Nada dura para sempre. Nada. Nem os buracos negros. Em escalas de tempo imensamente longas, eles “evaporam”, como outros objetos grandes no Universo. Isso acontece por causa da Radiação Hawking (HR), batizada em homenagem a Stephen Hawking, físico que desenvolveu a ideia na década de 1970.

O problema é que a Radiação Hawking nunca foi detectada de forma definitiva. Mas um trio de pesquisadores europeus acredita ter encontrado uma solução na fusão de buracos negros. Seu trabalho está em um artigo recente.

As fusões de buracos negros foram previstas há muito tempo, mas nunca foram observadas. Na teoria, esses eventos deveriam liberar poderosas ondas gravitacionais. Em 2015, o Observatório de Ondas Gravitacionais por Interferômetro a Laser (LIGO) detectou a primeira fusão. Agora, os cientistas detectaram muitas delas.

Simulação da fusão de buracos negros supermassivos. (Centro de Voo Espacial Goddard da NASA/Scott Noble)

Em seu artigo, os pesquisadores afirmam que essas fusões são uma janela para a HR. Quando os buracos negros se fundem, eles podem criar buracos negros “morsel”, do tamanho de asteroides, que são ejetados no espaço. Seu tamanho pequeno deve tornar sua HR detectável. A HR proveniente desses pequenos buracos negros produz raios gama com uma “impressão digital” particular de fótons de alta energia.

“Nesta carta, exploramos as consequências observacionais da produção de um grande número de pequenos buracos negros morsels durante um evento catastrófico, como a fusão de dois buracos negros astrofísicos”, explicam os autores. “Como mostraremos, a radiação Hawking proveniente desses buracos negros morsels dá origem a explosões de raios gama (GRBs) que possuem uma impressão digital distinta.”

Quando esses buracos negros evaporam, emitem partículas em um padrão esfericamente simétrico. Desde que o buraco negro maior que se fundiu não esteja bloqueando sua visão, as partículas de HR devem chegar até nós. A energia dos fótons das explosões excede a escala de trilhões de elétrons-volt (eV).

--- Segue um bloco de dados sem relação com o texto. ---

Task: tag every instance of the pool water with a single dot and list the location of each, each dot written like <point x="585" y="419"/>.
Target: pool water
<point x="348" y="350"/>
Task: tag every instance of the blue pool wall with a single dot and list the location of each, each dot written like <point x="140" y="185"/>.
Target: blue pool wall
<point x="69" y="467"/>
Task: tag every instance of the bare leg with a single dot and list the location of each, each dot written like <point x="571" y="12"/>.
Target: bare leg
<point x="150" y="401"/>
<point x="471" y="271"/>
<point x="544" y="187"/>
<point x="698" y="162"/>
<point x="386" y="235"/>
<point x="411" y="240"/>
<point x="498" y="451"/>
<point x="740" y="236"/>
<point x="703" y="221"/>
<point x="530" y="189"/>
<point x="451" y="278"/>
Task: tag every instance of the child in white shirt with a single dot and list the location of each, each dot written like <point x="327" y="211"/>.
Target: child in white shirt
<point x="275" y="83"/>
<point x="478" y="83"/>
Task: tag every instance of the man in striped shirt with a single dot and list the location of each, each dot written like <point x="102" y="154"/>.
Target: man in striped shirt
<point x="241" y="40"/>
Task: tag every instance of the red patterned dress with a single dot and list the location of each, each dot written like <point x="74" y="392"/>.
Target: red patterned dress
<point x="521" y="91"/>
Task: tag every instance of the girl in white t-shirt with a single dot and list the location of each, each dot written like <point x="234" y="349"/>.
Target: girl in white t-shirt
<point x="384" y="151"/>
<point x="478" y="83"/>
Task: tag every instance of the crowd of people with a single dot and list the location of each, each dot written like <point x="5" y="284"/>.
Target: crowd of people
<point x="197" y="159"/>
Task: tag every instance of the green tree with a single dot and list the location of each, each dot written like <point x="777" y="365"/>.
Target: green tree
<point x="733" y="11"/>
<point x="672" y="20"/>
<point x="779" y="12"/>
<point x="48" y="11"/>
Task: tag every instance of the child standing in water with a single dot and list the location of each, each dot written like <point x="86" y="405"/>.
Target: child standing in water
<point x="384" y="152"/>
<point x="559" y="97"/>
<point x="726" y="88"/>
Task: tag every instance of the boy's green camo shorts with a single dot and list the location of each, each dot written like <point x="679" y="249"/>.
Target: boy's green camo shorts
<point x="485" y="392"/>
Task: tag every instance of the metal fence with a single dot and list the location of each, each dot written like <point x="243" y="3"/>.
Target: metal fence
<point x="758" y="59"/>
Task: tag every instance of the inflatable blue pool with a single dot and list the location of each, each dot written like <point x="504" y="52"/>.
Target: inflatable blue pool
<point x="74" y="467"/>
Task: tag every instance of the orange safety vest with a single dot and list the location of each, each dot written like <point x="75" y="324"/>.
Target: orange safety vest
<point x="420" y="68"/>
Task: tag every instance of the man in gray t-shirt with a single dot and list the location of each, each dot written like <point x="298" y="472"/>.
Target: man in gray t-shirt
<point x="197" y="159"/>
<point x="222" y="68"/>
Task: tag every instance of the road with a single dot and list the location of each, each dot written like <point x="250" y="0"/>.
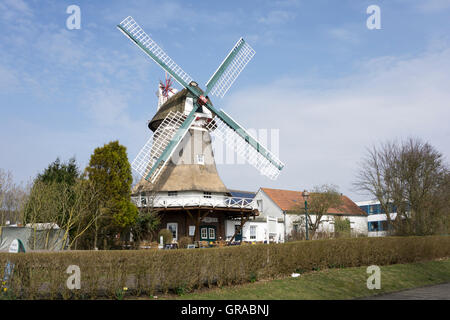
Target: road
<point x="437" y="292"/>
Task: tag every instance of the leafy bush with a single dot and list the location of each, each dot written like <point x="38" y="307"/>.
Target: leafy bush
<point x="146" y="272"/>
<point x="166" y="234"/>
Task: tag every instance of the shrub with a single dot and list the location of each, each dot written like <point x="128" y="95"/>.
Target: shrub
<point x="166" y="234"/>
<point x="106" y="273"/>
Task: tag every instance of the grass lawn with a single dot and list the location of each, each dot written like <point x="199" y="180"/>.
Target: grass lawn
<point x="333" y="284"/>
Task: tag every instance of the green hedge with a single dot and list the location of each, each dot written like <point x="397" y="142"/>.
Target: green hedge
<point x="105" y="273"/>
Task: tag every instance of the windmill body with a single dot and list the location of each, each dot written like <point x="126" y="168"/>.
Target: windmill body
<point x="179" y="175"/>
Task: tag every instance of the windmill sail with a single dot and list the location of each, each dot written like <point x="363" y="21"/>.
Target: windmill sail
<point x="230" y="68"/>
<point x="154" y="155"/>
<point x="136" y="34"/>
<point x="245" y="145"/>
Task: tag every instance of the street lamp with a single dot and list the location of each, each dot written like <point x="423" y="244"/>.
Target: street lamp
<point x="305" y="195"/>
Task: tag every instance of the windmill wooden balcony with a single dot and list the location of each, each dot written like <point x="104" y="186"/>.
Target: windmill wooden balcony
<point x="195" y="201"/>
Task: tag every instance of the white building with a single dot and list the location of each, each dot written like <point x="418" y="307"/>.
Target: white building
<point x="274" y="224"/>
<point x="376" y="218"/>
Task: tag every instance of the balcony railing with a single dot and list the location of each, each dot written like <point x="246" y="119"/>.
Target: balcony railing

Os pesquisadores afirmam que o nível de energia das GRBs desses buracos negros é detectável por telescópios Cherenkov, como o observatório de raios gama High-Altitude Water Cherenkov (HAWC), que observa fótons em uma faixa de 100 GeV a 100 TeV. Ele está a uma altitude de 4.100 metros no México.

High-Altitude Water Cherenkov (HAWC), no México (Jordana Goodman)

Os autores afirmam que esses buracos negros morsel emitirão a maior parte da energia perto do momento de sua “evaporação”. Mas quando os morsel BHs são emitidos no intenso ambiente gravitacional de uma fusão de buracos negros sua Radiação Hawking pode ser afetada. O mesmo acontece se os morsels forem emitidos em velocidades relativísticas. Esses dois fatores poderiam alterar seus espectros antes de chegarem aos nossos detectores.

Há pontos no Modelo Padrão da Física de Partículas em que as coisas não funcionam devido à nossa falta de compreensão. Os autores destacam que algumas novas físicas não observadas anteriormente também poderiam distorcer os espectros dos buracos negros morsel, tornando-os difíceis de serem observados.

Há outro aspecto realmente interessante nesses buracos negros. Como a física no Universo primitivo era diferente, é possível que eles tenham sido criados naquela época. Se foram, e se não evaporaram até agora, poderiam constituir matéria escura.

“A observação da radiação Hawking de buracos negros morsel, portanto, poderia nos esclarecer não apenas sobre a produção de tais morsels, mas também sobre a física de partículas em energias além do alcance dos experimentos de colisores atuais e futuros, carregando impressões de novas físicas baseadas em supersimetria, dinâmica composta ou dimensões extras, para citar algumas”, escrevem os autores.